The unseen planets of double belt debris disk systems
Andrew Shannon (Cambridge), Amy Bonsor (Cambridge), Quentin Kral, (Cambridge), Elisabeth Matthews (Exeter)

TL;DR
This paper uses N-body simulations to relate the properties of unseen planets to observed gaps in debris disks, providing equations to estimate planet masses and numbers based on disk observations and system age.
Contribution
It introduces a method to infer the minimum mass and number of planets responsible for creating gaps in debris disks, integrating simulation results with observational constraints.
Findings
Derived equations for minimum planet mass and number based on system age and gap properties.
Showed how to combine simulation-based estimates with direct imaging limits to infer unseen planets.

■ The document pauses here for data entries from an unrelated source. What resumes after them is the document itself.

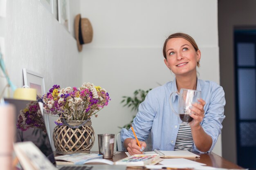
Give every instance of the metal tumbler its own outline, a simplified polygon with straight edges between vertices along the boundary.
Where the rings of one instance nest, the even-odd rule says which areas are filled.
[[[111,159],[113,157],[115,134],[99,134],[99,151],[103,155],[104,159]]]

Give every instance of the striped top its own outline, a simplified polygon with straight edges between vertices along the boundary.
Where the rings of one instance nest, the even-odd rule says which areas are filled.
[[[174,150],[192,150],[193,138],[189,125],[181,124],[176,139]]]

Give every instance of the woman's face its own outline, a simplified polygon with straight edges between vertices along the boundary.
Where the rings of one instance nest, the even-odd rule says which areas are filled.
[[[166,43],[165,52],[164,62],[176,76],[196,74],[201,52],[196,51],[189,41],[182,38],[171,38]]]

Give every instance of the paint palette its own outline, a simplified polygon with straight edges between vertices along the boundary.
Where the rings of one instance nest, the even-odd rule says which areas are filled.
[[[159,162],[159,155],[135,155],[115,162],[116,165],[126,165],[127,166],[144,166]]]

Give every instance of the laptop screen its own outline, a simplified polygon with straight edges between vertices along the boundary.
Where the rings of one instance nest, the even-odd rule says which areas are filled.
[[[4,100],[16,107],[14,142],[32,141],[52,163],[54,163],[54,155],[38,102],[12,99]]]

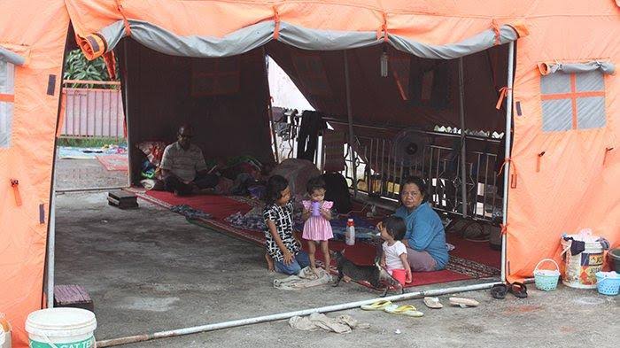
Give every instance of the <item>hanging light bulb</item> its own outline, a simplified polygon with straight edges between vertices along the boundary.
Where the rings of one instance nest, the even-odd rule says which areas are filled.
[[[381,58],[379,59],[381,66],[381,77],[387,77],[388,67],[388,55],[387,55],[387,46],[384,46],[384,52],[381,53]]]

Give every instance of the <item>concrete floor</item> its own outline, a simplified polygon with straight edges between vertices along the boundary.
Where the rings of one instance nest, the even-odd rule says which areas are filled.
[[[80,161],[61,162],[70,167],[58,168],[58,173],[88,166]],[[75,182],[66,181],[65,187],[107,186],[115,180],[122,183],[122,172],[116,174],[96,182],[93,176],[85,175]],[[267,272],[263,253],[261,247],[191,225],[143,201],[137,210],[122,211],[108,206],[102,192],[58,195],[57,284],[76,283],[87,289],[95,303],[97,340],[376,296],[353,283],[275,290],[272,282],[282,275]],[[464,283],[468,282],[416,290]],[[126,346],[617,346],[617,298],[562,285],[547,293],[532,284],[529,293],[526,299],[508,296],[505,300],[492,298],[488,291],[461,294],[480,301],[479,307],[469,309],[446,305],[430,310],[420,299],[407,301],[424,312],[422,318],[361,310],[329,313],[348,313],[371,325],[346,335],[297,331],[281,321]],[[441,297],[446,305],[447,298]]]

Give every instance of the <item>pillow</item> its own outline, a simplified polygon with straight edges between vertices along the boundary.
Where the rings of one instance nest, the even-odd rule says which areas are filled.
[[[159,166],[159,163],[161,163],[161,157],[164,156],[166,142],[142,142],[137,144],[137,148],[144,152],[144,155],[146,155],[149,162],[152,163],[155,166]]]

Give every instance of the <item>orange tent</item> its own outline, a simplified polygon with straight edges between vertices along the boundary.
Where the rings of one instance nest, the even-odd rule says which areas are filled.
[[[590,228],[612,245],[620,240],[620,197],[614,194],[620,178],[620,81],[614,74],[620,7],[617,0],[573,3],[0,1],[0,312],[13,323],[18,346],[27,342],[27,313],[45,305],[70,24],[87,57],[109,62],[128,36],[154,51],[196,58],[250,54],[277,42],[322,52],[387,44],[420,58],[453,59],[515,43],[514,85],[504,89],[514,115],[504,266],[515,280],[531,276],[540,259],[559,259],[562,232]],[[124,67],[121,79],[131,74],[131,65]],[[338,106],[321,108],[329,107]],[[371,116],[367,120],[382,121]]]

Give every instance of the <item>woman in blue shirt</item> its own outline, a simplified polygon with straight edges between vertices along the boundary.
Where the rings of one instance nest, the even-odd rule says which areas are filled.
[[[401,206],[394,215],[407,224],[403,243],[413,272],[444,269],[448,263],[446,231],[439,215],[427,202],[425,185],[422,179],[407,179],[400,189]]]

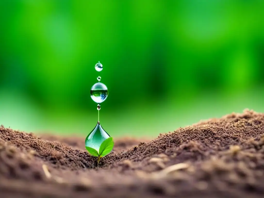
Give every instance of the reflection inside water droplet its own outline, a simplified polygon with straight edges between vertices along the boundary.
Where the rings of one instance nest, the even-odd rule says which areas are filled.
[[[95,70],[97,72],[101,72],[103,70],[103,65],[100,62],[100,61],[95,64]]]
[[[101,103],[104,101],[108,95],[108,90],[105,84],[98,82],[91,88],[91,97],[96,103]]]
[[[110,137],[98,122],[85,139],[85,147],[91,147],[99,152],[100,146],[102,143]]]

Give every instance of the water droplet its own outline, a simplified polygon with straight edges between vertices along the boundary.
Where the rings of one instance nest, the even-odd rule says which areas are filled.
[[[108,95],[108,90],[103,83],[98,82],[91,88],[91,97],[96,103],[101,103],[105,100]]]
[[[91,147],[95,149],[98,152],[99,148],[103,142],[110,136],[101,126],[99,122],[85,139],[85,147]]]
[[[95,70],[97,72],[101,72],[103,70],[103,65],[100,62],[100,61],[95,64]]]

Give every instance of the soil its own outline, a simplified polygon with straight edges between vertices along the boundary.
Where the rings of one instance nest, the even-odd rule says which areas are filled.
[[[0,127],[0,194],[17,197],[263,197],[264,114],[246,110],[96,158],[83,138]]]

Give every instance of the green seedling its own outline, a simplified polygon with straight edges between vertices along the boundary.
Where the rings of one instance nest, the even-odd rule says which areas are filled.
[[[92,155],[97,157],[97,166],[99,164],[100,159],[103,157],[109,154],[114,147],[113,138],[108,138],[102,143],[99,149],[99,152],[94,149],[88,147],[85,147],[88,152]]]

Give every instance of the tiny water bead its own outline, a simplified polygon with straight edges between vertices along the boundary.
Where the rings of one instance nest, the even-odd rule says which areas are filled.
[[[97,72],[101,72],[103,70],[103,65],[102,63],[98,61],[98,62],[95,64],[95,70]]]
[[[108,95],[108,90],[103,83],[98,82],[91,88],[91,97],[97,103],[101,103],[105,100]]]
[[[85,147],[90,147],[98,152],[100,146],[103,142],[110,136],[103,130],[98,122],[94,129],[85,139]]]

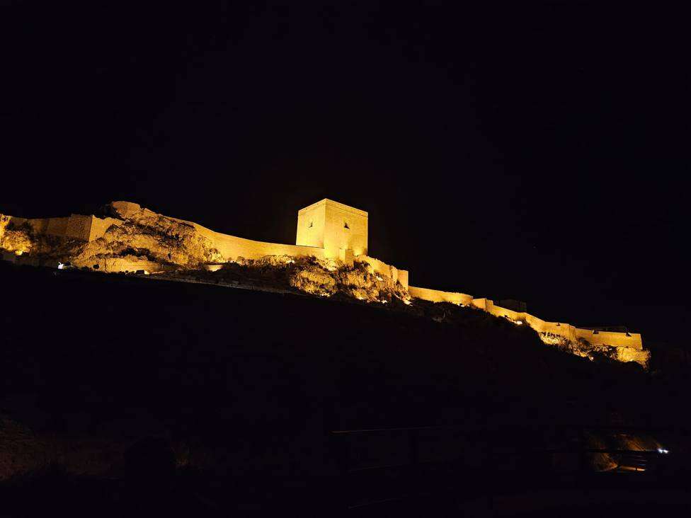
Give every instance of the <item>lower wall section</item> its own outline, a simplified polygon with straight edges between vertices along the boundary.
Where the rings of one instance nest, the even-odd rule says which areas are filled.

Provided a framework for estimating unseen planetary systems in debris disk systems.
Abstract
The gap between two component debris disks is often taken to be carved by intervening planets scattering away the remnant planetesimals. We employ N-body simulations to determine how the time needed to clear the gap depends on the location of the gap and the mass of the planets. We invert this relation, and provide an equation for the minimum planet mass, and another for the expected number of such planets, that must be present to produce an observed gap for a star of a given age. We show how this can be combined with upper limits on the planetary system from direct imaging non-detections (such as with GPI or SPHERE) to produce approximate knowledge of the planetary system.